One of the key differences between the mental imagery training group and the WM training group is that the former was trained to use a memory strategy and the latter was not. Differences in use of memory strategies between the two groups could account for their performance changes on the recognition memory test. The memory survey revealed that participants within each training group reported using a variety of memory strategies on the posttraining recognition memory test. However, participants in the imagery training group were more likely to report using mental imagery as a memory strategy than participants in the other two groups, and participants in the WM training group were more likely to report using a shallow memory strategy (repetition or no strategy at all) than were participants in the other groups. The participants who reported using mental imagery outperformed the other groups on the recognition memory test and showed the biggest gains in performance after training. We did not collect data about the participants’ strategy use prior to training, so it is not possible to know precisely how each individual’s use of memory strategies changed over the course of the experiment. However, the distribution of self-reported memory strategies across the three training groups after training, in combination with the changes in the training groups’ performance on the recognition memory task, suggests that changes in memory strategy during training may have had an important impact on posttraining performance. Presumably, each participant approached the baseline recognition memory task with some sort of memory strategy. The participants in the no-training control group would be likely to use the same strategy for the task both times they completed it, leading to similar performance in both instances. The participants who were trained to use a mental imagery strategy tried to apply that strategy to the recognition memory task and their performance improved. The WM training group’s decline in performance suggests that the memory strategies they used after training may have been less effective than the strategies they used prior to training.

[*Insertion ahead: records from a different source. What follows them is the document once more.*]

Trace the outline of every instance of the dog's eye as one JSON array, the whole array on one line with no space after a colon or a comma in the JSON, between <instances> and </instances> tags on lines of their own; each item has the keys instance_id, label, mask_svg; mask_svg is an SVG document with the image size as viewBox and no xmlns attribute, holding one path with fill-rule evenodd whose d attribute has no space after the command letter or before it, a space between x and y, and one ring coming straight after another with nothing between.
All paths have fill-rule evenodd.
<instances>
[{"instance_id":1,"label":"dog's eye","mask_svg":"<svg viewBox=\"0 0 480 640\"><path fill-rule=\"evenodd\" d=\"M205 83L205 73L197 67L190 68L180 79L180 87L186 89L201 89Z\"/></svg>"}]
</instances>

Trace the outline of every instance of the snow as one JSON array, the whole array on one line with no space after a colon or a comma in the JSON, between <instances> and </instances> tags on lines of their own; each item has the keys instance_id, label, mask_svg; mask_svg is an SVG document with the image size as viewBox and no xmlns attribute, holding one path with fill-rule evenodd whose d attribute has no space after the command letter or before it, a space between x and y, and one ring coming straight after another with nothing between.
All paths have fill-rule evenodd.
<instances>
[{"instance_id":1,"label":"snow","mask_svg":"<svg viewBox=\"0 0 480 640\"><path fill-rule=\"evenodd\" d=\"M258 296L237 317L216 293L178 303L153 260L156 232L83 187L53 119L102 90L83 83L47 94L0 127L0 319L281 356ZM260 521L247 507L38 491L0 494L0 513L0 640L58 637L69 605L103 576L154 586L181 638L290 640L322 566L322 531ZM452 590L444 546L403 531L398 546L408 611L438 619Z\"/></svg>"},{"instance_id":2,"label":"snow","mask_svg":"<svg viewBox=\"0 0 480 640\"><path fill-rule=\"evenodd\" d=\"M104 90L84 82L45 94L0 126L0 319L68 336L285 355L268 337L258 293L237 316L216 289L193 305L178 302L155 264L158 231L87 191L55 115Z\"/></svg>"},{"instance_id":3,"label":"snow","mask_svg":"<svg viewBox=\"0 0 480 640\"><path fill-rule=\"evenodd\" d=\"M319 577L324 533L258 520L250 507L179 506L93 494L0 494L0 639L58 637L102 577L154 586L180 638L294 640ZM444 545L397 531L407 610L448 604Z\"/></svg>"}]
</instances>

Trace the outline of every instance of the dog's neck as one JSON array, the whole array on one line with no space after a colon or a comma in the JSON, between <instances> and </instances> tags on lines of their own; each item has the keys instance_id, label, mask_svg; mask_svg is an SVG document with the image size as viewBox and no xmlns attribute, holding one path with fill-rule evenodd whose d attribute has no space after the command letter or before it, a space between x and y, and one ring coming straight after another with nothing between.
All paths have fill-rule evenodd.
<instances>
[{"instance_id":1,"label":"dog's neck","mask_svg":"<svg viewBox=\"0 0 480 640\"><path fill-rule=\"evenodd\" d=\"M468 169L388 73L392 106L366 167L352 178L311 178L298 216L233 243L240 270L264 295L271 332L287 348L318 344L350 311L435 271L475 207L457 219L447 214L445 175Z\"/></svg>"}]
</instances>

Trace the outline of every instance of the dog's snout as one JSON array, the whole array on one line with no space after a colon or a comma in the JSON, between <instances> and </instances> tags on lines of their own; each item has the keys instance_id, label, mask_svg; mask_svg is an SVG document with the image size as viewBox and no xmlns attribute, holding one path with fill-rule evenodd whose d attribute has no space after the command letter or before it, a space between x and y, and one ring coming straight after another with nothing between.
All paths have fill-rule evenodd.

Prior research on the effects of strategy use on WM task performance has indicated that asking participants to use a rehearsal strategy can improve WM span, particularly for participants with low span scores prior to strategy training (Turley-Ames & Whitfield, 2003). Other strategies, such as imagery and semantic elaboration, were not as helpful, perhaps because enacting those strategies placed too much of a burden on limited WM resources. McNamara and Scott (2001) also found that participants who completed WM and short-term memory tasks tended to use a rehearsal strategy unless they were trained to use a semantic chaining strategy. In the present study, the intensive WM training may have led participants to favor rehearsal strategies in order to improve their performance during the training sessions. However, rehearsal strategies were not very effective for the recognition memory task, which had over 100 words per block. The results of the memory strategy survey show that use of a rehearsal-based strategy (or no strategy at all) was associated with lower performance on the recognition memory test.

Past studies have noted that measures of WM capacity are seldom free from strategy use (McNamara & Scott, 2001) and that an accurate assessment of WM capacity requires control over variability in strategy use (Turley-Ames & Whitfield, 2003). Although the goal of assessing WM capacity is to predict higher order cognitive functioning, the goal of WM training is to enhance higher order cognitive functioning. WM training is intended to transfer to tasks beyond the trained tasks so that it can provide more general cognitive benefits to the trainees. In order to foster transfer to other tasks, researchers have used adaptive training tasks to minimize the formation of task-specific memory strategies during training (e.g. Jaeggi et al., 2008). If task-specific strategies are minimized, improvements during training should reflect enhancement of the underlying construct rather than task-specific improvement. However, this study indicates that adaptive WM training tasks may discourage people from adopting memory strategies that would be beneficial when applied to other types of memory tasks. When focusing on WM enhancement, it may be more useful to think of memory strategies as complementary interventions. Development of task-specific strategies remains a critical concern, but rather than discouraging the formation of strategy use via adaptive tasks, it may be beneficial to explicitly teach participants strategies that are applicable to a wide variety of tasks.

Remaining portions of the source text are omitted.